Kevinatilusa
Hi Kevin :) I hope you like the place and choose to stay.
Some links that may be of use:
- Wikipedia:Welcome, newcomers
- Wikipedia:How to edit a page
- Wikipedia:Village pump - ask questions you may have here, or leave a message on my talk page
Have fun! :) Dysprosia 07:32, 3 Oct 2003 (UTC)
Re: your question to Karada - a colon at the start of a line indents.
- Like this. :-) Evercat 23:34, 13 Oct 2003 (UTC)
Ah, Thanks! Kevin
Hi! Pentagonal number theorem is excellent! One tip: Start with a complete sentence and follow the highlighting convention (see my editing of that article). Michael Hardy 00:17, 14 Oct 2003 (UTC)

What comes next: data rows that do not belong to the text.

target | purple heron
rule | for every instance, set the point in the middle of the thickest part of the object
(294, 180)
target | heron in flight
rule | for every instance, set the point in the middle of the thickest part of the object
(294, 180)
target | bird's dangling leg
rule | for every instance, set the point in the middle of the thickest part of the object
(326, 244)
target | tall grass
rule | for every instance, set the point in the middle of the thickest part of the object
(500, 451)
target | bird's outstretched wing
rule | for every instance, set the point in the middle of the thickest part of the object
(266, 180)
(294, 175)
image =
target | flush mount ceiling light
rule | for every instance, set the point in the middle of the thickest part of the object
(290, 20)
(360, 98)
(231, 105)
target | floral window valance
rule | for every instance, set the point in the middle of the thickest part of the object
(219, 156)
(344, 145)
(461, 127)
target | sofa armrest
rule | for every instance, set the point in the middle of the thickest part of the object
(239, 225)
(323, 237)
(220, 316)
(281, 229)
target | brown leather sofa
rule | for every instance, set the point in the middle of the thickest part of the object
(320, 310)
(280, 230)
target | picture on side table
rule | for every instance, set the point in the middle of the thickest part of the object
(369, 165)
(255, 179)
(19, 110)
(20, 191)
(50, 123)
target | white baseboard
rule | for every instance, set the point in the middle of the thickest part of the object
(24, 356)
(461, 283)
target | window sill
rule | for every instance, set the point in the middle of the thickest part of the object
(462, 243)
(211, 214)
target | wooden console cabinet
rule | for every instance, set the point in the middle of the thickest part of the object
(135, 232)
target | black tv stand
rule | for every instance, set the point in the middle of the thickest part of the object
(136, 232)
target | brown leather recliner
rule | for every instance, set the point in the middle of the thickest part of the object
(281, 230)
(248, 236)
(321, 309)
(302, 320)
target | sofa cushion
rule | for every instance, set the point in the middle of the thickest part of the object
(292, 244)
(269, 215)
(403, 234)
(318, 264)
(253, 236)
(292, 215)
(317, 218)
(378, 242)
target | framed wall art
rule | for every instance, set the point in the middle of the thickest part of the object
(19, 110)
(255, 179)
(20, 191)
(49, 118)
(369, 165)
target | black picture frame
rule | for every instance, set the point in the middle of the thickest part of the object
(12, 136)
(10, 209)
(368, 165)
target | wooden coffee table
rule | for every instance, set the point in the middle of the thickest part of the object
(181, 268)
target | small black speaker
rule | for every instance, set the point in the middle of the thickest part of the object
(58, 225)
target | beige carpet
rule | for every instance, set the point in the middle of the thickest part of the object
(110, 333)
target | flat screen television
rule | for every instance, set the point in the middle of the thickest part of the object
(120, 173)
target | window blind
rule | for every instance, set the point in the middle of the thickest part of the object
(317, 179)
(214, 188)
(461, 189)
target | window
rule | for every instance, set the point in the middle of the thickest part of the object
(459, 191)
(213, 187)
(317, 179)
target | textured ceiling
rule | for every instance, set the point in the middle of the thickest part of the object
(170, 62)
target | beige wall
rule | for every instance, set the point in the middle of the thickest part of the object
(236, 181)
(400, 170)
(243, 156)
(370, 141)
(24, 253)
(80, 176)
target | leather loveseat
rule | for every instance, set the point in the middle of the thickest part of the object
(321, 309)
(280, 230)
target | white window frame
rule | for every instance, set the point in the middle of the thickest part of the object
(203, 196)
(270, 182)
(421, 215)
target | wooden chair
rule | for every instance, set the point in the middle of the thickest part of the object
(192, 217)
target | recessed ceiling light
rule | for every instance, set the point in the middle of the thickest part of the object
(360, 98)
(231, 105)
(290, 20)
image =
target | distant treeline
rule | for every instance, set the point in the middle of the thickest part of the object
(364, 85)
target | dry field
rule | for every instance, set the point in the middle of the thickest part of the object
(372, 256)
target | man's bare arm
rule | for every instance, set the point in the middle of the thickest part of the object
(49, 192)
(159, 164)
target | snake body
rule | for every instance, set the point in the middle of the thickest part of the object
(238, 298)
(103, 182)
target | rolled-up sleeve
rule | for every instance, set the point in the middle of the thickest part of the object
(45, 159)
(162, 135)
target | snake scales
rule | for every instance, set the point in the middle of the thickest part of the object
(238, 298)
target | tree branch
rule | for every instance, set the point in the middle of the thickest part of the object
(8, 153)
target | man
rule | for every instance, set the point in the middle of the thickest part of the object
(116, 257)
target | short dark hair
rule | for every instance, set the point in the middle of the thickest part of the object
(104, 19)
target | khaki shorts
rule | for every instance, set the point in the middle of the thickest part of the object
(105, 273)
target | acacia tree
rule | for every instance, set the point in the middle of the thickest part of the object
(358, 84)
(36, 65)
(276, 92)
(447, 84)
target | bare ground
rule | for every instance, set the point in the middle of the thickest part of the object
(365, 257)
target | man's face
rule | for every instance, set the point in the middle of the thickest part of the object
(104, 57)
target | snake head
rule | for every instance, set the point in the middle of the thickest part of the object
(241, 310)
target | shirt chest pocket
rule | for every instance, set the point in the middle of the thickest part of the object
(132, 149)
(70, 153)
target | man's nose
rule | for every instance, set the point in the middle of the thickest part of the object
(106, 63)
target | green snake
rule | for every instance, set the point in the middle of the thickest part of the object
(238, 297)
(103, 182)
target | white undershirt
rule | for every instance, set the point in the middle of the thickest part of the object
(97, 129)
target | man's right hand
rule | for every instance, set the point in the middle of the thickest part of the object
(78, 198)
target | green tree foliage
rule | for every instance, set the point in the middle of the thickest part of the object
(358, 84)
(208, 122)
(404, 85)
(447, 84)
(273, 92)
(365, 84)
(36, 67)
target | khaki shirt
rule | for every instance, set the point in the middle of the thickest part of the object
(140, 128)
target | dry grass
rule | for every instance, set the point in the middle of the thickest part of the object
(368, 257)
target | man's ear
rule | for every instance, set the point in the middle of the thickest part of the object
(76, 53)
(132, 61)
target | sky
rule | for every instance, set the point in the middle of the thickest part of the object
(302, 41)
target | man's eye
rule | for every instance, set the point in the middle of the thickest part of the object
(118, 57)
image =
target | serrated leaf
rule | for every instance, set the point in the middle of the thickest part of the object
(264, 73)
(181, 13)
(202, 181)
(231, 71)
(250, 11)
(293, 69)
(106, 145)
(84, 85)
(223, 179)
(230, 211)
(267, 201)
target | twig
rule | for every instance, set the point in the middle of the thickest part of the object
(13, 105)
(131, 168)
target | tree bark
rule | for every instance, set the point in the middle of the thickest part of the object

I took another look at the history of auction. The sentence I removed didn't contradict itself, but it contradicted a statement made later in the article. Here are the two statements that I thought contradicted each other:
- "These two auctions are theoretically equivalent, a result which has been verified in practice as well."
- "These two auctions are also theoretically equivalent, but in practice Dutch auctions will produce less revenue than sealed first-price auctions (one of the important results of Experimental economics)"
They agree on the theoretical equivalence (which I'm certain of anyway,) but not on whether the auctions are revenue equivalent in practice. I chose to remove the first statement, since I was the one who originally wrote it, and I can't remember what I based that on. I figure that someone talking about experimental economics probably knew more about what happens in practice than I do. Isomorphic 16:51, 18 Feb 2004 (UTC)
Hello. Some of your recent edits related to Gröbner bases prompt me to point out that there is no need to write such things as [[algebraic_geometry|algebraic geometry]], since just writing [[algebraic geometry]] suffices. Michael Hardy 23:21, 25 Aug 2004 (UTC)
random matrix
editHello Kevinatilusa,
I have reverted your edit at random matrix, since it was probably a misunderstanding. What I meant to say is that the only RM ensembles which are both invariant and have independent entries are GUE/GOE/GSE (I used the word "common" in the sense of "intersection", not as "usual"). If you have an idea how to rephrase this sentence more clearly, that would be great,-- I guess it is indeed ambiguous.